The agencies are also doing the "necessary checks" in connection with the "so-called Panama Papers", said spokesmen for the MOF and MAS in an e-mail reply to The Straits Times.
"If there is evidence of wrongdoing by any individual or entity in Singapore, we will not hesitate to take firm action," they said.
About 72 current and former world leaders were named in a report on Sunday by a global journalists body after a year-long study of documents leaked from law firm Mossack Fonseca, which handled their offshore deals.
German daily Suddeutsche Zeitung had obtained the data from an anonymous source and shared it with the International Consortium of Investigative Journalists, which reviewed it with some 370 reporters from over 70 nations.

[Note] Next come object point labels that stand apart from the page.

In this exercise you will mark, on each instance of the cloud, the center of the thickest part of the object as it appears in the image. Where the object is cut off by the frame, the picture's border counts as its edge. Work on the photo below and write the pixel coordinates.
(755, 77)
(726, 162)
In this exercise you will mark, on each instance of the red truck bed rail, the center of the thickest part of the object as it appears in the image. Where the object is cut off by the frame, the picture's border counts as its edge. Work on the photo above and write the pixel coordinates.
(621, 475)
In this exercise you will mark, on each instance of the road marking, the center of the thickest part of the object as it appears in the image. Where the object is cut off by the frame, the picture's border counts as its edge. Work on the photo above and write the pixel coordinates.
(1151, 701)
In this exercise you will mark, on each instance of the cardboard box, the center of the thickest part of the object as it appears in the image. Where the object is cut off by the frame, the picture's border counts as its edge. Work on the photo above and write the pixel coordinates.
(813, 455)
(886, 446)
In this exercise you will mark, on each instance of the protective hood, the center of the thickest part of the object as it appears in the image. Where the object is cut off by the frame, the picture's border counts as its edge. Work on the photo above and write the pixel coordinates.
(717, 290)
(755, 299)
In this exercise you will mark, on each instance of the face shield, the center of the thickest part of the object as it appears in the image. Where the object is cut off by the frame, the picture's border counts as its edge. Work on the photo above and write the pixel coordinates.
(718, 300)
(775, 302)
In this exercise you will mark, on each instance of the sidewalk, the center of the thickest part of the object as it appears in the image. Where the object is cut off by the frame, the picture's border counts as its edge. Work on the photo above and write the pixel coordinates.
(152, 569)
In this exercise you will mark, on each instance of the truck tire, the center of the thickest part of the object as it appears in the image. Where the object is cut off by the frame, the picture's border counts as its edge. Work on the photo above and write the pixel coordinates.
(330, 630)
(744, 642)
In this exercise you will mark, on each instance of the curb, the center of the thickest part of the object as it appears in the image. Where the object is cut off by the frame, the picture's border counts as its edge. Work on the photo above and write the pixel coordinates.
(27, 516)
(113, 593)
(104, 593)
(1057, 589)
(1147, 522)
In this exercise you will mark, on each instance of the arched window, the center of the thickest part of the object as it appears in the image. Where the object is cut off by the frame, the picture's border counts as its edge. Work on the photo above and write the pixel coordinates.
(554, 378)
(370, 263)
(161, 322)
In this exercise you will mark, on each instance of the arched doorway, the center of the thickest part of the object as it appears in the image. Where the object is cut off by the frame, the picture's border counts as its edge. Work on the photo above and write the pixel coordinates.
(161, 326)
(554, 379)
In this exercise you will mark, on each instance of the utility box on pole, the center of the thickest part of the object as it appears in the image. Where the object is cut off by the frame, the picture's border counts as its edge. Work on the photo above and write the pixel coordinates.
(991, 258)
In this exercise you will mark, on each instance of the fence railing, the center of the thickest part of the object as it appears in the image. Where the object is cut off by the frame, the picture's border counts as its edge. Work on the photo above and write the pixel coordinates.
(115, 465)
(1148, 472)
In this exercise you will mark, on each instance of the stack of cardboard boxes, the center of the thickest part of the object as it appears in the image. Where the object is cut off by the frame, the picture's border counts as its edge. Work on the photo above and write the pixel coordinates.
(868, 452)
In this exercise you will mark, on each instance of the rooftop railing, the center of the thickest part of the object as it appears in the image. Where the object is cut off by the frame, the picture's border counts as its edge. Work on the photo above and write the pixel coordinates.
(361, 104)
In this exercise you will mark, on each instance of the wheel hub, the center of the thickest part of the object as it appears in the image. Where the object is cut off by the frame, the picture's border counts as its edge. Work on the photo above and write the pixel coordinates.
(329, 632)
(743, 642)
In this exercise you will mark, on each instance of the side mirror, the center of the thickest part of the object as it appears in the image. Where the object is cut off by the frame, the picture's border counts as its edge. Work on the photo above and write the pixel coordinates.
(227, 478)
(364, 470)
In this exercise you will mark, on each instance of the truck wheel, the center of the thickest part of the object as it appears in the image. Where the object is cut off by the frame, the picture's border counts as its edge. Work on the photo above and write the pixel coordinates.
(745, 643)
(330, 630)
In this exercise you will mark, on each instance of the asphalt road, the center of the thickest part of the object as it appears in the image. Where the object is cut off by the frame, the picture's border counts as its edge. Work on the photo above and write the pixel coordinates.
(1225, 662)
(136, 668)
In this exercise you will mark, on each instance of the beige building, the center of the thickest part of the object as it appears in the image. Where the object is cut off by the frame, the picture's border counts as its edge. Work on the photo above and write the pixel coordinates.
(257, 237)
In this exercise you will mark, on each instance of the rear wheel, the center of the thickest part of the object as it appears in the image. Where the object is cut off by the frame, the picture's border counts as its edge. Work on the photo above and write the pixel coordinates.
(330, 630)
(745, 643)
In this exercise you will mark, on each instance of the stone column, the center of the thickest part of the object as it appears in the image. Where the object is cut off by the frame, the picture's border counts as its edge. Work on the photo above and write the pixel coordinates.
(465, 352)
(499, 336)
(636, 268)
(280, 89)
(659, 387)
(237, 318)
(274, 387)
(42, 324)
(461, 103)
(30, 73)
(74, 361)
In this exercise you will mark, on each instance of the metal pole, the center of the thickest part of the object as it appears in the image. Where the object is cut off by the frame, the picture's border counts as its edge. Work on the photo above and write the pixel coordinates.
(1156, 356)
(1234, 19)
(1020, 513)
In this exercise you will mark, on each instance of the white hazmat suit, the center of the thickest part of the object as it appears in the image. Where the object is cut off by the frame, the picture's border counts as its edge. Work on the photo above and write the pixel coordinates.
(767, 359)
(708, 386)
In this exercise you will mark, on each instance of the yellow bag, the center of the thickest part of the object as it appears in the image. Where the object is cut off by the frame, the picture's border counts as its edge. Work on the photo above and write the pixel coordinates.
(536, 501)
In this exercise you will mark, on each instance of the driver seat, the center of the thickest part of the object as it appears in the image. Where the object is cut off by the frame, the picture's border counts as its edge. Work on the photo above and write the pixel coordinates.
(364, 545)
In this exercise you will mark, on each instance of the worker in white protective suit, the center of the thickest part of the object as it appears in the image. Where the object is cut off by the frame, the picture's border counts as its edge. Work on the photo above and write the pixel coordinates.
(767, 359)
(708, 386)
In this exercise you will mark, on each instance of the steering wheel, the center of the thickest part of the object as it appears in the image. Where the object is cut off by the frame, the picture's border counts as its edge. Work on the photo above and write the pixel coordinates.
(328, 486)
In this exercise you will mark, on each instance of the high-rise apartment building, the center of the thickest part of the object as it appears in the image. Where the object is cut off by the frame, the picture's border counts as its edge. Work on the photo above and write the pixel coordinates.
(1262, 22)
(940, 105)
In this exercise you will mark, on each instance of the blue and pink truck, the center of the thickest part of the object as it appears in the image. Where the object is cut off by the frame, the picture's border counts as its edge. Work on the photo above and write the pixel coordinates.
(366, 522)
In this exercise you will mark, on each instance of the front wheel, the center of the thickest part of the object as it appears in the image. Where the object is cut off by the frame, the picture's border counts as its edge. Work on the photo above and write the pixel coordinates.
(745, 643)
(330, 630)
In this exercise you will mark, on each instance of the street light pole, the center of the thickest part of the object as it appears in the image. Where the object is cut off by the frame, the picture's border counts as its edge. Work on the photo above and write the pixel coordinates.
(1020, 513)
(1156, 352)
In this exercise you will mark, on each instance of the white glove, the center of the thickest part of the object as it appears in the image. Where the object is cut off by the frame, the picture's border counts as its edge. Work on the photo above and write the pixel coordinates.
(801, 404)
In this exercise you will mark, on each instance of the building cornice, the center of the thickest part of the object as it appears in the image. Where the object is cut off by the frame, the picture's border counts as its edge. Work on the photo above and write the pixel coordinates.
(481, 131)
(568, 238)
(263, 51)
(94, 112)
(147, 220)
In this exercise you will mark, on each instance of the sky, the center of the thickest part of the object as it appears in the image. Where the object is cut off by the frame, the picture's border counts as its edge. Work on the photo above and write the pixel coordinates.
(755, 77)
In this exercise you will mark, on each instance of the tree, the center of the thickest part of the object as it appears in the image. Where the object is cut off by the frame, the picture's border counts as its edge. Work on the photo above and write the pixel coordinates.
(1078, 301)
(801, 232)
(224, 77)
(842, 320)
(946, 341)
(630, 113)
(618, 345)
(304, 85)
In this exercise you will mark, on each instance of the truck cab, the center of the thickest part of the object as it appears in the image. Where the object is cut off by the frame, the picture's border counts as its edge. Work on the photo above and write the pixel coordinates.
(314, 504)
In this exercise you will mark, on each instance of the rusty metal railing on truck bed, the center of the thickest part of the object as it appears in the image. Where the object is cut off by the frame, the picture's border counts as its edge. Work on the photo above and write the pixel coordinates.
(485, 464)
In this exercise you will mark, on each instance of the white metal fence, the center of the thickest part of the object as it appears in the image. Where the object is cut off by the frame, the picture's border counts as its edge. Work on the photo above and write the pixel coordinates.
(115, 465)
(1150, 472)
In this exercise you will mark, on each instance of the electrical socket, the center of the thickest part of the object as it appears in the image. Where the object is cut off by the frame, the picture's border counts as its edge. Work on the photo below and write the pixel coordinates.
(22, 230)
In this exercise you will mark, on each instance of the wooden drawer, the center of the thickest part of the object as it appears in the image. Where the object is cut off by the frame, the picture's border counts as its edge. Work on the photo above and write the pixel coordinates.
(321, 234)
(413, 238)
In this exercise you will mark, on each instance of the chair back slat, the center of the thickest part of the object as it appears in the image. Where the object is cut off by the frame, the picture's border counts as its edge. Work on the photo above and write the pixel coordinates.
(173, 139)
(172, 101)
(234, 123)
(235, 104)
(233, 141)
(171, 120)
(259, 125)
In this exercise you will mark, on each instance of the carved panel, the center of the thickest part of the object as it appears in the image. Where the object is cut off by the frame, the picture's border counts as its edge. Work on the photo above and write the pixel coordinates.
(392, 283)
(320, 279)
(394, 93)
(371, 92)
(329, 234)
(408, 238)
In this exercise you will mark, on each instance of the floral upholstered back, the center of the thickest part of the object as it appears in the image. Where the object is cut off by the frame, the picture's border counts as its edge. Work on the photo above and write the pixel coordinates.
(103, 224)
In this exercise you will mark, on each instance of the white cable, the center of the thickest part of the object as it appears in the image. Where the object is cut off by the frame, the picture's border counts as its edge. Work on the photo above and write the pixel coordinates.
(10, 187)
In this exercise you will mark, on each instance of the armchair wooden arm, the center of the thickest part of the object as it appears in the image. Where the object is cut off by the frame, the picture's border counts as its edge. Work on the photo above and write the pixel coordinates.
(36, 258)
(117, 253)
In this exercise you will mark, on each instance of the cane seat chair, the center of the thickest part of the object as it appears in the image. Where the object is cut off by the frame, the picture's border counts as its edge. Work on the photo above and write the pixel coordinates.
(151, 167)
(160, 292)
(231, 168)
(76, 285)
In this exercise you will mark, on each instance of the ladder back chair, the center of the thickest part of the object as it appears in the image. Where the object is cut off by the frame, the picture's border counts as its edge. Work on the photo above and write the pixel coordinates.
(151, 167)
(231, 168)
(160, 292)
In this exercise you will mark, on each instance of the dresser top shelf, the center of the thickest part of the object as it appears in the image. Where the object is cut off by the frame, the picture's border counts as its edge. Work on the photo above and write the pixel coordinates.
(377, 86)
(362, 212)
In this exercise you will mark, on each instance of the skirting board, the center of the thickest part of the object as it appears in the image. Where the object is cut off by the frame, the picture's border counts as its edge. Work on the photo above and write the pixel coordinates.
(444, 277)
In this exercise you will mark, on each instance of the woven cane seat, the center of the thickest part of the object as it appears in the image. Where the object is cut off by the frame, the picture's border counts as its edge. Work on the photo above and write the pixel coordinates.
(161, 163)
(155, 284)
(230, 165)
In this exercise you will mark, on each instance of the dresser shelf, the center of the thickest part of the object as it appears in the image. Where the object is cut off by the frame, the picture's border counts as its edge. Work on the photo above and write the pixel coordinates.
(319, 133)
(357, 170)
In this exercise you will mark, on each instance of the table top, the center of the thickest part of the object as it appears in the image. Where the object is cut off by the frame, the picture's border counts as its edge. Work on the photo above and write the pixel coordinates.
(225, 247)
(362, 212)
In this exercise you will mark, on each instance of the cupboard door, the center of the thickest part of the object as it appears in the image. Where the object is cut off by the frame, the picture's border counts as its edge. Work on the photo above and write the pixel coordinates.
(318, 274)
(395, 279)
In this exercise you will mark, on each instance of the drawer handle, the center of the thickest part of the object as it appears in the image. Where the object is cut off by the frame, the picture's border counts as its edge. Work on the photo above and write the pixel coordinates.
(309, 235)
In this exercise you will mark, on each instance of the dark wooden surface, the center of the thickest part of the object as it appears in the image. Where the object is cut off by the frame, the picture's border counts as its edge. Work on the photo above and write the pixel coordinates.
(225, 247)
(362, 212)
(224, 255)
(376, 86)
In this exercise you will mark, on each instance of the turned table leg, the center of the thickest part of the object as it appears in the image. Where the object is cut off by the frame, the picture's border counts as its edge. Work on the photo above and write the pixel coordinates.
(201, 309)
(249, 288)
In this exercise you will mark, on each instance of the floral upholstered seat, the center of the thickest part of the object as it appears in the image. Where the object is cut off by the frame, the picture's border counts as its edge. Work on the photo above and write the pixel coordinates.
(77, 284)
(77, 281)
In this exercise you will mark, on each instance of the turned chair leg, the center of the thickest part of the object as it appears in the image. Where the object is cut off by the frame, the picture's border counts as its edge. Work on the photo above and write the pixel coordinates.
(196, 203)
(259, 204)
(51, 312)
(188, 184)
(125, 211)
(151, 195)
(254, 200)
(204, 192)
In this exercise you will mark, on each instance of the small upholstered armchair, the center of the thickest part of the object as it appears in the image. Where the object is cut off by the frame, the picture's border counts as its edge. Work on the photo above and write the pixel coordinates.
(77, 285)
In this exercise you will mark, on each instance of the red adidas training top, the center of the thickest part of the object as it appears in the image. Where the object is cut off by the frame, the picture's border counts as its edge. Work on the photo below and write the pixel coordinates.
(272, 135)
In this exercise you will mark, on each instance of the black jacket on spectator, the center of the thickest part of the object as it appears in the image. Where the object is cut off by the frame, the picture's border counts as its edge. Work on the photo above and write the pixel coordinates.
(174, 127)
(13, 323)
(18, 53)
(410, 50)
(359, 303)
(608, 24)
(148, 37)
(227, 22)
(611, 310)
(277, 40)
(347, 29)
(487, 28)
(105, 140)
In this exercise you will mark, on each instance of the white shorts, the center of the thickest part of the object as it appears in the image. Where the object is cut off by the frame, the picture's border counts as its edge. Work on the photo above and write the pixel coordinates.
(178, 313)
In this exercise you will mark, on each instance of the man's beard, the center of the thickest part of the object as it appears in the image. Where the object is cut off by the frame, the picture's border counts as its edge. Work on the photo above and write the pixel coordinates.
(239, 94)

Dubbed the "Panama Papers", the documents have showed possible wrongdoings by high-profile figures using offshore firms or bank accounts for purposes such as money laundering and tax evasion.
"Singapore takes a serious view on tax evasion and will not tolerate its business and financial centre being used to facilitate tax-related crimes," said the MOF and MAS spokesmen.
"We have put in place a strong legal, tax and regulatory framework, coupled with a rigorous supervisory regime, to tackle cross-border tax evasion and avoidance."
The Global Forum on Transparency and Exchange of Information for Tax Purposes, an international body that assesses jurisdictions' implementation of the international standards on tax transparency, has said that Singapore's exchange of information regime is "largely compliant" with the international standard.
This is similar to its assessment of jurisdictions such as the US and Britain, said the spokesmen.